An accepted two-dimensional approximation of the proper behavior of a sheet has been a series of rigid segments connected by revolute joints and rotational spring-dampers as shown in Figure 24.12. Note that the depth of each segment is assumed to be 1mm. Mass properties of the sheet, rollers, any moving guides, etc. should corresponding to a slice of the physical device that is 1mm in depth direction.

../_images/image02711.png — Figure 24.12 Definition of Sheet

The sheet is divided into several rigid segments with mass properties. The mass and inertia moment of each rigid segment are defined as follows.

(24.8)\[m\,=\,\rho \,{{L}_{s}}\,{{t}_{s}}\,{{d}_{s}}\]

(24.9)\[{{I}_{zz}}\,=\,m\,\frac{(t_{s}^{2}\,+\,L_{s}^{2}\,)}{12}\]

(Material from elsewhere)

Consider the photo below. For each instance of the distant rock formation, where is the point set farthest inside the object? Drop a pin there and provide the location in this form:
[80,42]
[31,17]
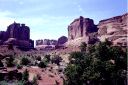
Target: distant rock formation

where,: \(\rho\) is the sheet density

\({{t}_{s}}\) and \({{L}_{s}}\) are the thickness and the length of each rigid segment

\({{d}_{s}}\) is 1mm

The leading body is connected to a ground by a planar joint to guarantee an in-plane motion. The planar joint has one rotational and two translational degrees of freedom. i body is connected to the (i + 1) body by a revolute joint and rotational spring damper. The revolute joint has one rotational degree of freedom between two rigid segments. The relative angle of \({{\theta }_{i(i+1)}}\) is directly integrated. The torque of the rotational spring-damper is computed as following.

(24.10)\[\tau \,=\,-k{{\theta }_{i(i+1)}}-c{{\dot{\theta }}_{i(i+1)}}\]

(24.11)\[k=\frac{Et_{s}^{3}{d}_{s}}{12{{L}_{s}}}\]

(24.12)\[c=\frac{{{C}_{s}}t_{s}^{3}{d}_{s}}{12{{L}_{s}}}\]

where,: \({{\theta }_{i(i+1)}}\) and \({{\dot{\theta }}_{i(i+1)}}\) are relative angles and angular velocities of the revolute joints.

The stiffness and damping coefficients of \(k\) and \(c\) can be computed by (24.11) and (24.12), respectively.

\(E\) and \({{C}_{s}}\) are the young’s modulus and the structural damping factor of the sheet.

Figure 24.13 Contact geometry of a two dimensional sheet

The contact geometry of a sheet is described as a box and two circles as shown Figure 24.13. The x-axis of the body reference frame of each rigid segment is defined along the longitudinal direction and the y-axis is defined by right hand rule. The mass center of each rigid segment is located at the center point of the box. To generate a continuous contact force, two circles are located on both sides of the box.

The advantage of this approach is a good visual appearance of the sheet under severe bending conditions. The disadvantages of this approach are the lack of continuity between rigid segments that may cause problems with the contact modeling, since the leading and trailing edges of each segment are rigid. These disadvantages are overcome by introducing a circular edge at the leading and trailing points of each rigid segment.

Coordinate System of Sheet

To compute the mass of the sheet segment body, the sheet is described as box with a depth of one length unit. The center marker is located at the central point of the box and its orientation is dependent on the direction used when the Sheet is created as shown in Figure 24.14.

../_images/image02913.png — Figure 24.14 Coordinate system of **Sheet**

The x-axis of the center marker is in the opposite direction of the defining Direction. The z-axis of the center marker is always in the same direction as the z-axis of Inertia reference frame and the y-axis is determined by the right-hand rule as shown in Figure 24.14. If the user applies a positive initial velocity of sheet on user’s model, the sheet moves into plus direction of the x-axis of the center marker of a segment body. The joint and force markers of each segment body are located at both ends and their orientations are same as the orientation of the center marker.

Sheet Curl Radius

A curl radius can be applied to a sheet as shown in Figure 24.15. In its relaxed state the sheet bends with a curvature that matches the radius when a non-zero radius is defined. A positive radius value rotates successive sheet bodies in a counter-clockwise direction as the user proceeds from the starting point to the end of the sheet. The sheet in the figure has a negative curl radius. With a positive curl radius applied to a horizontal sheet with the Starting Point to the left, the ends point up. With a positive curl applied to a horizontal sheet with the Starting Point to the right, the ends point down.